Prescrizioni più chiare sulla sorveglianza della corrispondenza postale e del traffico delle telecomunicazioni (LSCPT)

Nel quadro delle consultazioni degli uffici abbiamo espresso il nostro parere sulla revisione parziale dell’ordinanza sulla sorveglianza della corrispondenza postale e del traffico delle telecomunicazioni (OSCPT) e sui risultati della consultazione sulla revisione totale della legge federale. Nel contempo ci siamo espressi anche riguardo all’uso dei cosiddetti «trojan statali».

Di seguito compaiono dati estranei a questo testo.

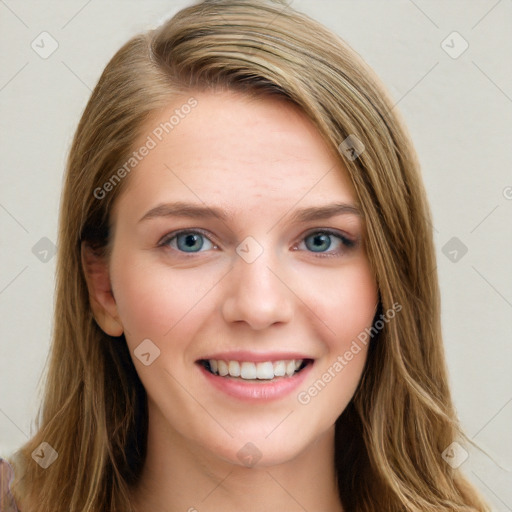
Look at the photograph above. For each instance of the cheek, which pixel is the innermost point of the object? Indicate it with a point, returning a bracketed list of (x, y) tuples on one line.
[(345, 302), (152, 302)]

Lo scorso anno i media hanno approfondito la tematica della sorveglianza della corrispondenza postale e del traffico delle telecomunicazioni da parte delle autorità di perseguimento penale, in particolare la sorveglianza tramite «GovWare» (i cosiddetti «trojan statali»). Nel quadro della consultazione degli uffici abbiamo espresso il nostro parere sulla revisione parziale dell'ordinanza sulla sorveglianza della corrispondenza postale e del traffico delle telecomunicazioni (OSCPT) e ci siamo adoperati affinché la terminologia del settore fosse uniformata a quella della legge federale sulla sorveglianza della corrispondenza postale e del traffico delle telecomunicazioni (LSCPT) in modo da permettere di definire con maggiore precisione i fornitori di servizi di telecomunicazione e di accessi a Internet sottoposti all'OSCP. Inoltre abbiamo chiesto che la cerchia degli imputati sia definita in maniera più chiara indicando criteri di ricerca già nell'ordine di sorveglianza. La nostra critica apportata alla ricerca per zona di copertura delle antenne è stata respinta nella proposta del Consiglio federale e dovrebbe essere riesaminata nel quadro dell'imminente revisione totale della LSCPT.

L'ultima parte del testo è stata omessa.